When a Potato Steals Your Heart

new potatoes

new pota­toes

Growing up in Prince Edward Island made me a potatophile from day one.

I made mashed pota­toes for my after-school snack, eaten while watch­ing “The Facts of Life”.

I dated a guy in high school based solely on the fact that he worked in a dairy and could be counted on to show up at my door with a tub of sour cream, our family’s favourite condi­ment, every time he came to take me to the movies.

Walking through my mother’s herb gar­den past normal-sized patches of thyme, rose­mary and chervil, you’d be ill-prepared for the sud­den “Day of the Triffids” moment when you came to the end where the dill and chives grew. The dill and chives were a gar­den unto them­selves, a mas­sive plant­ing that got attacked with scis­sors every day until the snow flew.

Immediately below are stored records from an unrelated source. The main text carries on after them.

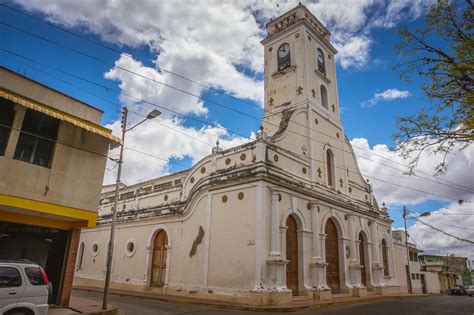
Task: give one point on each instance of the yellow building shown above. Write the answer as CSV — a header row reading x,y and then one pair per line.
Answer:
x,y
53,153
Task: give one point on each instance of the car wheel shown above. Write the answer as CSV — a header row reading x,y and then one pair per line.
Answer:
x,y
19,311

No truffled-dusted foie gras for us, the dish we roman­ti­cized and talked of the most was always the first potato salad of the year, when mom would dig the new pota­toes out of the earth sec­onds before boil­ing them and toss­ing them with fresh dill, chives, chopped egg and may­on­naise. This would always be served up with a lob­ster boil.

Sitting around the pic­nic table in garbage bag pon­chos we would hack away at the hard red shells while ice cubes popped and cracked in the pitcher of Grape Fizz (gin­ger ale mixed with Welch’s Grape Juice), until we had a plate piled high with lob­ster meat and potato salad to be eaten com­pletely with our sun-brown hands.

A new potato salad is still the only thing that can take my atten­tion away from a lob­ster tail.

Snowflakes mean a dif­fer­ent kind of prepa­ra­tion for pota­toes, most often mashed or baked. Sometimes you just want to build your own per­fect baked potato, a lovely DIY project on the din­ner plate. When Wendy’s started offer­ing the ulti­mate in home­made, slow roasted, com­fort food as a ready in sec­onds menu item a lit­tle bit of me died inside.

The only way to fix it was to get into the kitchen and cook some bacon, chop some chives, grate a lit­tle aged ched­dar and open a tub of sour cream while the rus­sets slowly steamed in their jackets.